Die japanische Walfang-Industrie hat Probleme. Sie muss ihre Produkte an Hunde verfüttern. „Ein gutes und gesundes Nahrungsmittel für Haustiere“, so wirbt sie. Die Wahrheit ist: Die Kühlhäuser quellen über von Blubber und rotem Fleisch, schätzungsweise 4800 Tonnen, die keiner haben will. Und nun kehren die Fänger aus der Sommer-Kampagne in der Antarktis mit gut 1000 neu harpunierten Walen zurück und wissen nicht, wohin damit.
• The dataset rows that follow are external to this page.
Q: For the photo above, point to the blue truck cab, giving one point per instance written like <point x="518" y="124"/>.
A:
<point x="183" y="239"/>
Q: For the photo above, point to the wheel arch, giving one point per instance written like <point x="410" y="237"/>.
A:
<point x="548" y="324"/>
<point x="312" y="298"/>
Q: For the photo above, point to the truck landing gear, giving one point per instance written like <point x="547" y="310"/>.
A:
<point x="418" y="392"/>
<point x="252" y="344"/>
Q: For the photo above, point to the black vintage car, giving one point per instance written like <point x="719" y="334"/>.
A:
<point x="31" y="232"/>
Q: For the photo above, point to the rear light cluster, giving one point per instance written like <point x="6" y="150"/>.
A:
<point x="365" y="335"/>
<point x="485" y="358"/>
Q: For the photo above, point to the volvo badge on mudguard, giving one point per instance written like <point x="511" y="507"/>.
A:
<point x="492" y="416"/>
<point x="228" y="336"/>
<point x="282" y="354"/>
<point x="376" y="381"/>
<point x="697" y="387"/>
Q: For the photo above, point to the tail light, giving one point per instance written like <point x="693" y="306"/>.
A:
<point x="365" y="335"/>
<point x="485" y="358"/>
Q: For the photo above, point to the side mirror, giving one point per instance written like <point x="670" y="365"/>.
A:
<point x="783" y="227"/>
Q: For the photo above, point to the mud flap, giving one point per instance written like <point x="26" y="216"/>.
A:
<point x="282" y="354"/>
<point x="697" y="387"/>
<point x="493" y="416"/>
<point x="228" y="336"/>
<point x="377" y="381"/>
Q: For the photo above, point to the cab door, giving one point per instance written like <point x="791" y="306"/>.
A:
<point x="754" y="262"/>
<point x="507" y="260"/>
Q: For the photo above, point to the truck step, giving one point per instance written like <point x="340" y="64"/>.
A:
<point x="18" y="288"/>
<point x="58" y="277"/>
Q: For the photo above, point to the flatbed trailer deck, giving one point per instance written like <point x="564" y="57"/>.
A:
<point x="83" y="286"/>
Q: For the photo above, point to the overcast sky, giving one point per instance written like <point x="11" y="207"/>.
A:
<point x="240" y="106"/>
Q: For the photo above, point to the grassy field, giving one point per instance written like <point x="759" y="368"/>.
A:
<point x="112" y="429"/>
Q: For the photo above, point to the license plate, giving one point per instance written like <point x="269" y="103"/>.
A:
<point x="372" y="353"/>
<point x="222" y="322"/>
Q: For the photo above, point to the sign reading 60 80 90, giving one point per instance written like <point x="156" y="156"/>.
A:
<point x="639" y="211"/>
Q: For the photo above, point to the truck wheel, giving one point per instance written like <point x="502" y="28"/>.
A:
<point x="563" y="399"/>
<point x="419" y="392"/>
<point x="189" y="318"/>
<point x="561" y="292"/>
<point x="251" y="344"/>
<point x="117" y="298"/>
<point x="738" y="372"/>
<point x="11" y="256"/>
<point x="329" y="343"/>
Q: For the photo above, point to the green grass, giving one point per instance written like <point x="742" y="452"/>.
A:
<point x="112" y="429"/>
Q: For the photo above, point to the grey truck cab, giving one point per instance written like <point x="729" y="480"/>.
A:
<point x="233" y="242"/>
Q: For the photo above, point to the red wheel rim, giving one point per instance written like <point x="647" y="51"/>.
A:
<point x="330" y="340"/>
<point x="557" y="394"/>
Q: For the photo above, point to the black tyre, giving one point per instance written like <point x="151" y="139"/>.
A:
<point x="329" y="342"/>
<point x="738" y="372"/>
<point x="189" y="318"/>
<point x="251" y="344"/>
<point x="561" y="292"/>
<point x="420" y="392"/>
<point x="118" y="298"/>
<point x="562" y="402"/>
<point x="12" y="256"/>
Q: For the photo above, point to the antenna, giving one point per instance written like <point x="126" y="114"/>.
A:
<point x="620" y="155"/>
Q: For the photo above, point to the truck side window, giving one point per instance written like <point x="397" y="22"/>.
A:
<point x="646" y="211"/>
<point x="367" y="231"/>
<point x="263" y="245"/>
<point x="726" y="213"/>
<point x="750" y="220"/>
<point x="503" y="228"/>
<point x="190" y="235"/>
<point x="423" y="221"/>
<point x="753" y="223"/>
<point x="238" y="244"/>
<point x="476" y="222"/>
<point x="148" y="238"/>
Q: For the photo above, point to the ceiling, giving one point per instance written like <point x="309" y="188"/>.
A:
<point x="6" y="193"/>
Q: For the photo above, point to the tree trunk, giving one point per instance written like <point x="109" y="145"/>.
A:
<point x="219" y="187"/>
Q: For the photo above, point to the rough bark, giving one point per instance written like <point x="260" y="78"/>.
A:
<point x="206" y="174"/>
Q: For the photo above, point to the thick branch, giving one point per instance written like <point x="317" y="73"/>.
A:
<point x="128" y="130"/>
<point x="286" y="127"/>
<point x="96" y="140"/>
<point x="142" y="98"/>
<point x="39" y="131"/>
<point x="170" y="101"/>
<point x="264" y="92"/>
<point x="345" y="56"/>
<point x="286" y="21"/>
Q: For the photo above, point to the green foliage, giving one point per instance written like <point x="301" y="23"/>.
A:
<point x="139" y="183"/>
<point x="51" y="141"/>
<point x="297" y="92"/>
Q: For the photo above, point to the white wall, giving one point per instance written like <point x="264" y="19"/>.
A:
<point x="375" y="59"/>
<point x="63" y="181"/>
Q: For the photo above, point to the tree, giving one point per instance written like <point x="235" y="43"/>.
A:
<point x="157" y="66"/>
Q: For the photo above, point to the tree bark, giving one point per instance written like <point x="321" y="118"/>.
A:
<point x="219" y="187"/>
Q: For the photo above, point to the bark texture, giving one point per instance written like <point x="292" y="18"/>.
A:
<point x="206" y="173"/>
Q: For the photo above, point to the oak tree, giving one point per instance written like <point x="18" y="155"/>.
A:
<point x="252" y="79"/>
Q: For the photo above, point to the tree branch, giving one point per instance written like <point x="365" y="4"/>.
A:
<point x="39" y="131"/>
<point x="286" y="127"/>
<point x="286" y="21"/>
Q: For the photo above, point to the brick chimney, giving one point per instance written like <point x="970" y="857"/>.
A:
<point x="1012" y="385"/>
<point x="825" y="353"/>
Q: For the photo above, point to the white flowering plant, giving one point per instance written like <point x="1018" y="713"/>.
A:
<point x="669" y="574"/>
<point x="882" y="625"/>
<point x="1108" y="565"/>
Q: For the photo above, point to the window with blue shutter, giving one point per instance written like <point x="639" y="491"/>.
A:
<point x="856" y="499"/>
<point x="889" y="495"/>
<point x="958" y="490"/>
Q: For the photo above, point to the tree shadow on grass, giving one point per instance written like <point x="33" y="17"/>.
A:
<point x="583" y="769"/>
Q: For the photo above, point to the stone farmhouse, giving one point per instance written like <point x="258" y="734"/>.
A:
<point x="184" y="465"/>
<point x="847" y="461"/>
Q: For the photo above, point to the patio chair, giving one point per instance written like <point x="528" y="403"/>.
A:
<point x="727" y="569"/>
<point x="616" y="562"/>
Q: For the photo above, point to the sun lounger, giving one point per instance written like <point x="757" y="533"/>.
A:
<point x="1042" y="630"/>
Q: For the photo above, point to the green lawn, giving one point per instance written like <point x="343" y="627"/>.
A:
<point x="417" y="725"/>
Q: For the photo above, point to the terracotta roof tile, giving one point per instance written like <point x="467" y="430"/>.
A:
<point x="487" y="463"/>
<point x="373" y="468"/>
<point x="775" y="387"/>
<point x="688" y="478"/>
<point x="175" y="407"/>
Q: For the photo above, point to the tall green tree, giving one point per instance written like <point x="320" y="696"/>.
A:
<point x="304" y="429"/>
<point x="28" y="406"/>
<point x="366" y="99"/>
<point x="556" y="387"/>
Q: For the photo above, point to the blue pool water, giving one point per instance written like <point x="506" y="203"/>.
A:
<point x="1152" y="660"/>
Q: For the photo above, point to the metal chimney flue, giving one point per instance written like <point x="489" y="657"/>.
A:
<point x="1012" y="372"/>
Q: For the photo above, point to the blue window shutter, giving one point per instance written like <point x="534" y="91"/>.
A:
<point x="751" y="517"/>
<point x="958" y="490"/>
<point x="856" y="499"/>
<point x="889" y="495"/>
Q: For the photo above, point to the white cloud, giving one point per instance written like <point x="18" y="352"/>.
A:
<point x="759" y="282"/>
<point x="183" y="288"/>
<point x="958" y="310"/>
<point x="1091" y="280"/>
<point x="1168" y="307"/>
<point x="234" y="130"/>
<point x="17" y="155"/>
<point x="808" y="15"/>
Industrie und Behörden hätten wissen können, dass Absatzprobleme kommen würden. Denn in den letzten zwei Jahren ist der Preis für Walfleisch um ein Drittel gefallen. Ein Zeichen für drastisch sinkende Nachfrage. Dabei hatte man nichts unversucht gelassen, den Verbrauchern die Meeressäuger schmackhaft zu machen. Selbst Kinder sollten frühzeitig daran gewöhnt werden. Also bot man Schülern zu einem Spottpreis „Wal-Burger“ an. Es nützte nichts. Was einmal nach dem Krieg, vor 60 Jahren, ein begehrtes Eiweißprodukt war, lässt sich heute nicht mehr gut verkaufen. Schätzungen zufolge isst nur noch ein Prozent der japanischen Bevölkerung Walfleisch. Umso absurder ist es da, dass die Regierung den Nippon-Harpuniers Jahr für Jahr höhere Fangquoten genehmigt, und dass nicht nur Zwergwale, sondern auch immer wieder vom Aussterben bedrohte Arten gefangen und für den Verzehr angeboten werden. Was für ein Schicksal: Von der roten Liste direkt in den Hundenapf.